Moving out was going to change things, though. I was finally ready to be on my own, anyhow. Rob and I would still see each other, but I needed this. I needed to do something that was just about me.
But, much to my frustration, Tristan was right. I’d already left a voicemail with a woman who manages rentals all over town, asking if something was open. Rob knew her well enough from waiting on her at his coffee house job to get her personal number, so I’d been hoping she could find me a place. But after a few days, she’d only called back to say they had no rental units open and I’d probably have to wait to sublet from someone.
So I knew I’d have to be patient, but at least I had one thing to look forward to that Tristan couldn’t ruin for me: a movie marathon that weekend at the art cinema. They were showing Austen and Brontë classics and since I’d seen them all a million times, I didn’t do much to hide my excitement over the tickets I had for a show each night, plus a Sunday matinee.
Tristan sat across from me in the kitchen the following afternoon—his dark eyebrows lifted—thumbing the tickets I’d bought on presale that now stuck partially out of my purse. It was his scrutinous, faux judgmental look. “Ambitious, Roslyn. You’re going to... three showings?”
“Yep. But it doesn’t surprise you, so you can put those away.”
“Put what away?” His head tilted to one side as his left brow arched.
“Those hideous eyebrows. Nobody needs to see those things creeping up your face. You already know I love every one of those movies.”

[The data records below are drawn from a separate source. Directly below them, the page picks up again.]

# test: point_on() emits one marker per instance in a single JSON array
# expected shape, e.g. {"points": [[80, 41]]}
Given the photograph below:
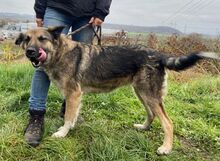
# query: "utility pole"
{"points": [[185, 28]]}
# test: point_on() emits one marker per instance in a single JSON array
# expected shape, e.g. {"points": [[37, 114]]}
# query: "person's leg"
{"points": [[40, 86]]}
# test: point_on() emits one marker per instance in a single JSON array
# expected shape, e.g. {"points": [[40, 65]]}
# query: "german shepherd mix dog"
{"points": [[78, 68]]}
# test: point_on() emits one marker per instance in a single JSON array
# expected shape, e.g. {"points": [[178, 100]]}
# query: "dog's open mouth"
{"points": [[41, 58]]}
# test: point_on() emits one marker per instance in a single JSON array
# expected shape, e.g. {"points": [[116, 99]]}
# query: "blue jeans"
{"points": [[40, 81]]}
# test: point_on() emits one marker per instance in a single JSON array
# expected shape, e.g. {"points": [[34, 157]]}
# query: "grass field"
{"points": [[107, 132]]}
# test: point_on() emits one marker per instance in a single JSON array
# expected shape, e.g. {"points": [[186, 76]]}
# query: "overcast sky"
{"points": [[201, 16]]}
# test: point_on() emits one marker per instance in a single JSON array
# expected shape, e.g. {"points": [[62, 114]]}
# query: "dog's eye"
{"points": [[27, 38], [42, 38]]}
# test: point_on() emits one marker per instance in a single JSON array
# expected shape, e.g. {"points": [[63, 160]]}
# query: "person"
{"points": [[71, 14]]}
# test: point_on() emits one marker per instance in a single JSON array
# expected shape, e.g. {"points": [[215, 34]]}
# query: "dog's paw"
{"points": [[163, 150], [62, 132], [141, 127]]}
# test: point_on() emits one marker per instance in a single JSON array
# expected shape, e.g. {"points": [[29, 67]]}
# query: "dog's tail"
{"points": [[186, 61]]}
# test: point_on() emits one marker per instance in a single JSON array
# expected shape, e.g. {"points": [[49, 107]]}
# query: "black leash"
{"points": [[97, 32]]}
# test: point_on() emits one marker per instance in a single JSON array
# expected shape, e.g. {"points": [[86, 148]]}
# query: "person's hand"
{"points": [[39, 22], [96, 21]]}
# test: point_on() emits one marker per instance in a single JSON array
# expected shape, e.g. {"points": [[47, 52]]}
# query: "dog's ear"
{"points": [[56, 31], [19, 39]]}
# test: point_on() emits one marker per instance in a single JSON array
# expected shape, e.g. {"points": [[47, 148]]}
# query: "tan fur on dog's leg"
{"points": [[150, 116], [167, 126], [72, 111]]}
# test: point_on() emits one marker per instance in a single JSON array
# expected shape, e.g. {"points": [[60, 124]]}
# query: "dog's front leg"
{"points": [[73, 99]]}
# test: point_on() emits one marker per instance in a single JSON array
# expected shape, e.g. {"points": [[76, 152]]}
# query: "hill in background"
{"points": [[130, 28]]}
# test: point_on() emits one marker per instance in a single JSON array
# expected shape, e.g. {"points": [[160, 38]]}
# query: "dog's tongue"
{"points": [[43, 55]]}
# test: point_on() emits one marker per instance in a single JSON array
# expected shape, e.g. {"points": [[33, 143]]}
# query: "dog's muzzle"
{"points": [[36, 56]]}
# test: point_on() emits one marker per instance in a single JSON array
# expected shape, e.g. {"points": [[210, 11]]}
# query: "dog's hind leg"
{"points": [[154, 106], [150, 115], [73, 99], [167, 126]]}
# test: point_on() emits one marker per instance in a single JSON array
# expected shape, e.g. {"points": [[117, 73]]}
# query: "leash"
{"points": [[97, 32]]}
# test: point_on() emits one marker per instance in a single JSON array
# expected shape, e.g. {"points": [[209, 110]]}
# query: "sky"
{"points": [[202, 16]]}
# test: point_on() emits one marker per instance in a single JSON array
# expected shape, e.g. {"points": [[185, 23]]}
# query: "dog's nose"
{"points": [[31, 52]]}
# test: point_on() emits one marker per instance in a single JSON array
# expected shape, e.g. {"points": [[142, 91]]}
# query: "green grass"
{"points": [[107, 133]]}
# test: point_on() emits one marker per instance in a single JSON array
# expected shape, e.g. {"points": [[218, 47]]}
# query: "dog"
{"points": [[78, 68]]}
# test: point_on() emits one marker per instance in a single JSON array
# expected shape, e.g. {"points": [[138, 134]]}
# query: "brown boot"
{"points": [[35, 128]]}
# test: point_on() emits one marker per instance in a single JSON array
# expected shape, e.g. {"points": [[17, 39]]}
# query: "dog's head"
{"points": [[39, 43]]}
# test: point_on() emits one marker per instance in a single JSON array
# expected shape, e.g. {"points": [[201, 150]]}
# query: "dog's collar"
{"points": [[42, 58]]}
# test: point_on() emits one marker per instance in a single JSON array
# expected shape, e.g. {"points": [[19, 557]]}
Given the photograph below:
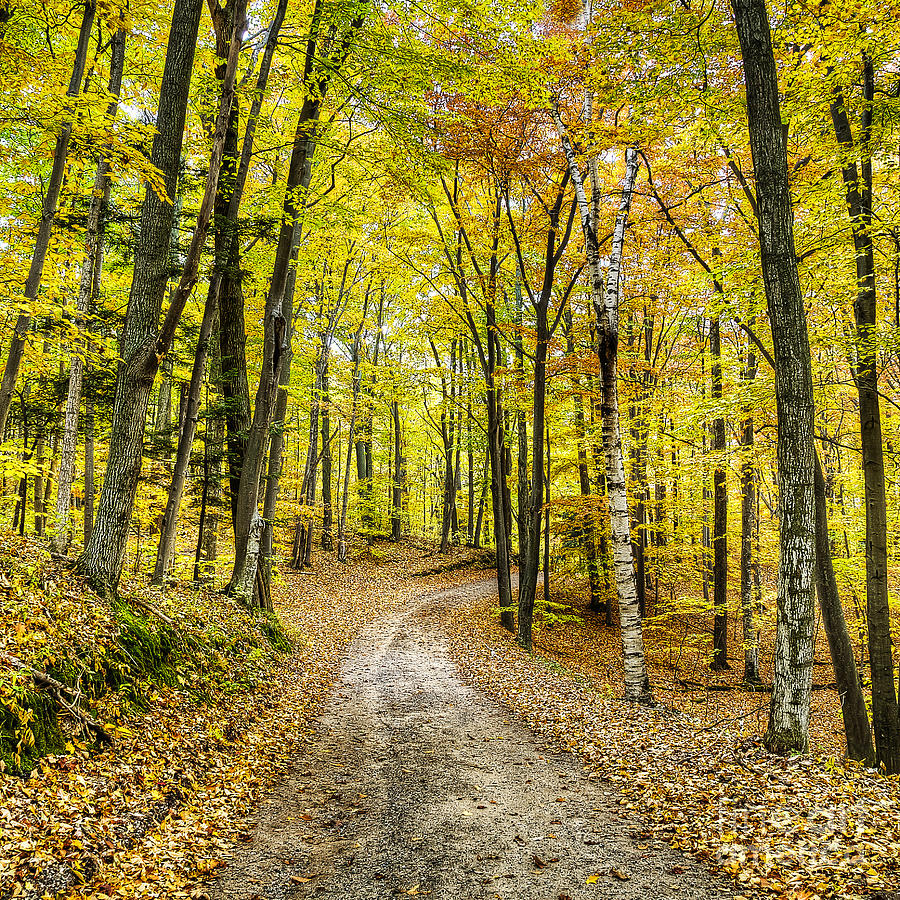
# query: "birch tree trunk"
{"points": [[788, 729], [606, 309], [45, 226], [858, 199]]}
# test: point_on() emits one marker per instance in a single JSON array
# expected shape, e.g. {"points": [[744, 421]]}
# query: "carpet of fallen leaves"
{"points": [[800, 828], [155, 814]]}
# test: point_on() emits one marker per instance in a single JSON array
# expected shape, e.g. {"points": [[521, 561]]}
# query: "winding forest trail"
{"points": [[417, 784]]}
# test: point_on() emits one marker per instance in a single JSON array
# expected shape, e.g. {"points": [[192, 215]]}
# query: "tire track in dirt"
{"points": [[417, 784]]}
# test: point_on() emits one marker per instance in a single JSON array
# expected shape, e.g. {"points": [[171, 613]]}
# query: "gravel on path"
{"points": [[416, 784]]}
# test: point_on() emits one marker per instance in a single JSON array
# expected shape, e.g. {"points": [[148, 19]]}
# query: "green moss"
{"points": [[42, 734]]}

“Hideous?! Ouch.” He clutched at his chest as if in pain, then slid from his chair and inched around the counter toward me. “I could swear I heard you say something about loving the dark Heathcliff look.” His fingers tapped in a slow pattern on the edge of the countertop as he studied me. My eyes flitted across those long, tapered fingers. His hands betrayed the fact that he worked on roofs every summer, and yet, the strength of them was at odds with their graceful length. There was a time when I’d imagined what it would be like to feel them sifting their way through my hair. I swallowed and looked away from his hands.

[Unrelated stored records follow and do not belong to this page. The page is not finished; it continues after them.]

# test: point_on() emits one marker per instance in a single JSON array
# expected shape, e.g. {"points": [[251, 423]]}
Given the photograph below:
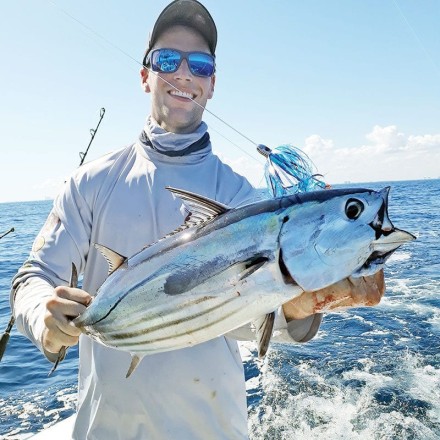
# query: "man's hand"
{"points": [[350, 292], [65, 304]]}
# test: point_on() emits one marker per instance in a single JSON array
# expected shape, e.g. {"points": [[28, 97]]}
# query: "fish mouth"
{"points": [[382, 249]]}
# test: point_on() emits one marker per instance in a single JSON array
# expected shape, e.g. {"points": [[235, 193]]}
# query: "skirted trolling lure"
{"points": [[289, 170]]}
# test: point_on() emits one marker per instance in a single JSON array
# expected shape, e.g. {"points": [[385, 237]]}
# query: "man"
{"points": [[120, 201]]}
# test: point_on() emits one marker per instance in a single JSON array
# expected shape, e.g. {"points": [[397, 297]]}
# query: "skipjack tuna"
{"points": [[227, 267]]}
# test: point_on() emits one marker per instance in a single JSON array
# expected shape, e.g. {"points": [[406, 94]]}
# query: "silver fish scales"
{"points": [[227, 267]]}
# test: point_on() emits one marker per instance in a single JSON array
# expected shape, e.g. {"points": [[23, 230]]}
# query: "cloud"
{"points": [[388, 154]]}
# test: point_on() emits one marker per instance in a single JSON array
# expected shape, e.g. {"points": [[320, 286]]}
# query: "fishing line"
{"points": [[114, 46]]}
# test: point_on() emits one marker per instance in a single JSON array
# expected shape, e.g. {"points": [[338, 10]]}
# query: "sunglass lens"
{"points": [[165, 60], [201, 64]]}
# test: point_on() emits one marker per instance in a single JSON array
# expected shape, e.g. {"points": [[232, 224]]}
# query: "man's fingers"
{"points": [[65, 304], [73, 294]]}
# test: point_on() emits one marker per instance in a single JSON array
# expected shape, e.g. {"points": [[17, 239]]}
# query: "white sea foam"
{"points": [[321, 408]]}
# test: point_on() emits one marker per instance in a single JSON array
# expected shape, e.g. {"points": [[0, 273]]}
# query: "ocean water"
{"points": [[371, 373]]}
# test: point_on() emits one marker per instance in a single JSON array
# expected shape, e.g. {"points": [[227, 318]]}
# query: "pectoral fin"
{"points": [[264, 328], [114, 259]]}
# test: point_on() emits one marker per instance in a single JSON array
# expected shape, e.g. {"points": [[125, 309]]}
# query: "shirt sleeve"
{"points": [[62, 241]]}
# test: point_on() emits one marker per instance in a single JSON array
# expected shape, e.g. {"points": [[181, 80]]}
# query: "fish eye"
{"points": [[353, 208]]}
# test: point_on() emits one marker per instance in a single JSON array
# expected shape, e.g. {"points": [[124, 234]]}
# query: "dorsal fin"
{"points": [[200, 208], [114, 259]]}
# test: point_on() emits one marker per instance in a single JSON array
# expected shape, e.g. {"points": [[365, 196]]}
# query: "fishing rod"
{"points": [[5, 336], [93, 131], [6, 233]]}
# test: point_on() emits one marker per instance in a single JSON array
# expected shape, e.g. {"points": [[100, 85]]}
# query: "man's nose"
{"points": [[183, 72]]}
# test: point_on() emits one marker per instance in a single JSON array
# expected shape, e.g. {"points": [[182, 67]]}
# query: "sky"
{"points": [[354, 84]]}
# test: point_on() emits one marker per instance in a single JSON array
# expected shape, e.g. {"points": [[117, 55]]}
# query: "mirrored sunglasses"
{"points": [[169, 60]]}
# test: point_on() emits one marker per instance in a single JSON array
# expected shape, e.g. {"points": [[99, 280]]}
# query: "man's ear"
{"points": [[211, 92], [144, 80]]}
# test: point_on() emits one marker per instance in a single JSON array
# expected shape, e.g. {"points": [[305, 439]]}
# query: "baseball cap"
{"points": [[189, 13]]}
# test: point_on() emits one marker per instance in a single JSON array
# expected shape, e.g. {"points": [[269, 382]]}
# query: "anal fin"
{"points": [[135, 359], [264, 328]]}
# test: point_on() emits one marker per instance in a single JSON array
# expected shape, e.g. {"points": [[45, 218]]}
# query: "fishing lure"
{"points": [[289, 170]]}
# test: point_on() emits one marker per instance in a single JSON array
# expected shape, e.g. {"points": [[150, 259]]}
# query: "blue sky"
{"points": [[355, 84]]}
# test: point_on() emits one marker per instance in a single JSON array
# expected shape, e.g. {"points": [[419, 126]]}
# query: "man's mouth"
{"points": [[181, 94]]}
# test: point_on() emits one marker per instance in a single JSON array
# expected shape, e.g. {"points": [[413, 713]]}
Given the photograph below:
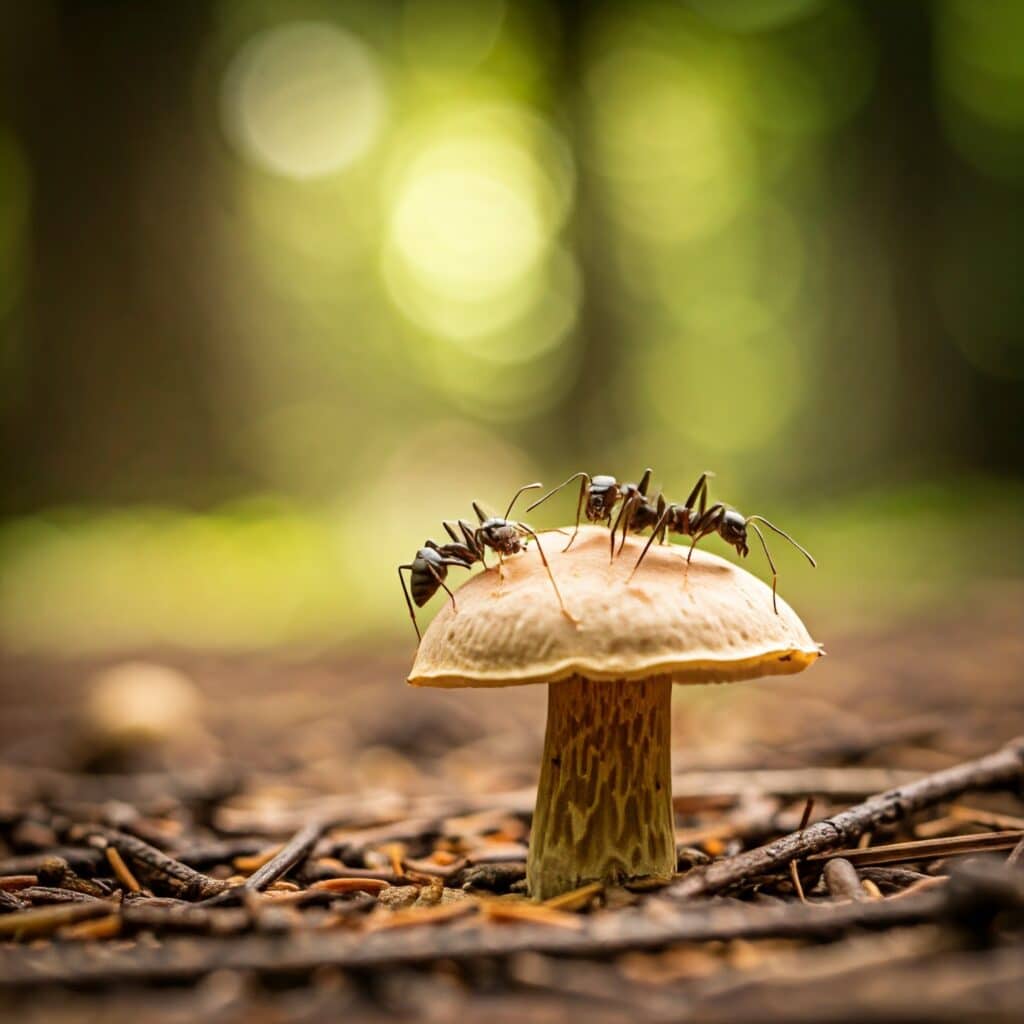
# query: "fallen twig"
{"points": [[927, 849], [999, 768]]}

“I’ve never heard you swear. And who said you have that look?” I glanced over as he deliberately dropped his gaze and threw me those sort of shadowed, brooding eyes I tried to hate. If I was being honest, he did have the Heathcliff look. His dark hair came down to frame the sharp cheekbones that stuck out beneath his soft, coppery skin. He’d be a perfect half-native Heathcliff.
I shook my head at him and pursed my lips as he took another step my way. His hazel eyes cut through a veil of long lashes to look down into mine, the length of them flirting with the highest point of his cheekbones. I could feel the flare of heat on my face in the moment that he slid a touch closer and dipped his chin down to emphasize his penetrating gaze, his fingers slowly playing on the counter’s edge once more. “You know, it must be warm in here... your cheeks are awfully fucking red.” He exaggerated the word, drawing his lips up in sly smile as he left the room and I took a stupid, shaky breath. Of course he’d find yet another way to be irritating. I am definitely NOT attracted to Tristan Moore… anymore.
“It doesn’t sound right when you swear!” I called after him a few seconds late.